DESeq 2

The Dataset

DESeq2 manual

Our goal for this experiment is to determine which Arabidopsis thaliana genes respond to nitrate. The dataset is a simple experiment where RNA is extracted from roots of independent plants and then sequenced. Two plants were treated with the control (KCl) and two samples were treated with Nitrate (KNO3).

The sequences were processed to remove all low quality sequences, trim all low quality nucleotides, and finally aligned against the Arabidopsis genome using TopHat. Our analysis starts from here.

Download from Google Drive

We have been provided the following files:

  1. 4 Bam files – An alignment file, one for each sample
  2. Arabidopsis.gtf file – which contains information about the genes in Arabidopsis and where they are located in the genome.
  3. Experiment design – a comma separated file containing meta data.
  4. Gene description – Description about the function of the genes in Arabidopsis.

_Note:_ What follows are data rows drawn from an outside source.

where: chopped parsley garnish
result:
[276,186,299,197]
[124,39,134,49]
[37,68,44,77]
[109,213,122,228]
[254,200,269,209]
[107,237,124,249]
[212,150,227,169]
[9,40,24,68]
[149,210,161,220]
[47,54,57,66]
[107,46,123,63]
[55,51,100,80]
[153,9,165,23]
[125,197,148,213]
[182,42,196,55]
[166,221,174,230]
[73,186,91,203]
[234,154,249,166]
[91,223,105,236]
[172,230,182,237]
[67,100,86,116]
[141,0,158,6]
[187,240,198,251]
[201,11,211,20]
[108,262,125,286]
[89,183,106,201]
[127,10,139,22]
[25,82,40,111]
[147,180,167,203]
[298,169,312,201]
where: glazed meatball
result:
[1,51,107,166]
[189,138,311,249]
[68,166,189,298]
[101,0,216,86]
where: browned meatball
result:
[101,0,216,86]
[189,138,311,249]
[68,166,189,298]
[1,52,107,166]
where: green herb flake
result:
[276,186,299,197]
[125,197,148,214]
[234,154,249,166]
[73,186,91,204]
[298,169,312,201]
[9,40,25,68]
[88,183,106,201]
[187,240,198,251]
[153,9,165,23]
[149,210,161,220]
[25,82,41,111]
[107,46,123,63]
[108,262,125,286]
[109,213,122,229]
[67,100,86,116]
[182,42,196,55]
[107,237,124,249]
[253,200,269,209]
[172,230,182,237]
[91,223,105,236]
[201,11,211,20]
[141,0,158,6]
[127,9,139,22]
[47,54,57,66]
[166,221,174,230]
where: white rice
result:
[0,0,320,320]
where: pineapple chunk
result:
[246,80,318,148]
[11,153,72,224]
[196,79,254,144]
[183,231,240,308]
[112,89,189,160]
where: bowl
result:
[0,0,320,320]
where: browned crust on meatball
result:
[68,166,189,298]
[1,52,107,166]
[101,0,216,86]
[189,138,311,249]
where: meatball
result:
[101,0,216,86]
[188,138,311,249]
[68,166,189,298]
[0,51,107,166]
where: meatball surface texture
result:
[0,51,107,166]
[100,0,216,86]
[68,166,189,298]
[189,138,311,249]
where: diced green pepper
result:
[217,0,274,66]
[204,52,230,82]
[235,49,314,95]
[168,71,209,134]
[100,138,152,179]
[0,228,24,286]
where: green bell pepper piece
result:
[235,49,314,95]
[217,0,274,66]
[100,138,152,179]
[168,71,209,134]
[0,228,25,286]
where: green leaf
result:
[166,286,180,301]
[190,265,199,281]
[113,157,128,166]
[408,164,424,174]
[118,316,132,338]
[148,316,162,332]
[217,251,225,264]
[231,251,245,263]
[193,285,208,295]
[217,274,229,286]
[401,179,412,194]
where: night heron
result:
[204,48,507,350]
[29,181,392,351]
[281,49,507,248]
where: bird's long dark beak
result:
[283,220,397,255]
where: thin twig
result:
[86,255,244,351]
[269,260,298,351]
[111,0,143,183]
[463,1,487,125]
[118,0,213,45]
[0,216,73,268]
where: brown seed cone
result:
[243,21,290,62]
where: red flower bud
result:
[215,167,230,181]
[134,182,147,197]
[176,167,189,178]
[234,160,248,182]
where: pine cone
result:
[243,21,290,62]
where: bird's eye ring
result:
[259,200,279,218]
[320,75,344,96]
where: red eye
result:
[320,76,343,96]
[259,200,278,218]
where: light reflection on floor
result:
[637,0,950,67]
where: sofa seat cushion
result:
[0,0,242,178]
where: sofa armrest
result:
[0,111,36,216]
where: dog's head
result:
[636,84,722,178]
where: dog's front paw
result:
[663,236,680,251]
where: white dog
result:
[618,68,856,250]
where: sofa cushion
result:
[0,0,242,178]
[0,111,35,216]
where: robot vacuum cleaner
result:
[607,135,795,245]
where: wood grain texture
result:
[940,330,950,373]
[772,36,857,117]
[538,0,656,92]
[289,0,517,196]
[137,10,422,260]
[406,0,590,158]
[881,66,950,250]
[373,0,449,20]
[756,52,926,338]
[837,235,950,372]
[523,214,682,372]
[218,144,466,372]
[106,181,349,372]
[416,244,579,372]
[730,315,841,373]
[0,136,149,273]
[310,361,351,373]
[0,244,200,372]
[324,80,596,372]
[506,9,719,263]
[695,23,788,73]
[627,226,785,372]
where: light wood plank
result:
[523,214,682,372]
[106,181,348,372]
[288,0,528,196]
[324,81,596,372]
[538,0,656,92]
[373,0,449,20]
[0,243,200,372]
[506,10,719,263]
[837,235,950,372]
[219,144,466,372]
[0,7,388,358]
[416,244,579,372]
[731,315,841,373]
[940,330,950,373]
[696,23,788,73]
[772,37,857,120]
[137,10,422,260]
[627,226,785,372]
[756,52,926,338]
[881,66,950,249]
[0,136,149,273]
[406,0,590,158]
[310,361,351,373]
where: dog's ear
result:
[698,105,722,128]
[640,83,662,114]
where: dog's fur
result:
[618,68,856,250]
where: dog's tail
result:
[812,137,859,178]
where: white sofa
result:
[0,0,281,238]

If you are doing this for the first time, you will have to install some packages first.

If you are on Dalma, please see special instructions on how to install the packages below.

The Data Files

We will use the result from the previous Aligning RNA-seq section.

It’s a good idea to start R from within the directory where the files are located.

BAM files are provided in this folder just in case you are not able to finish the alignment in time

Running R in interactive mode and modules to load.

###

The Alignment Files

The alignment files are in bam format. This files will not be loaded into R, but rather simply pointed to by a reference/variable. The alignment files provided are about 15x smaller compared to an average RNA-seq sample run today. Also there will be triplicates of 3 or more different conditions resulting in much more than 4 sample. So you can imagine the amount of space and memory R would need if all that data was stored in the workspace.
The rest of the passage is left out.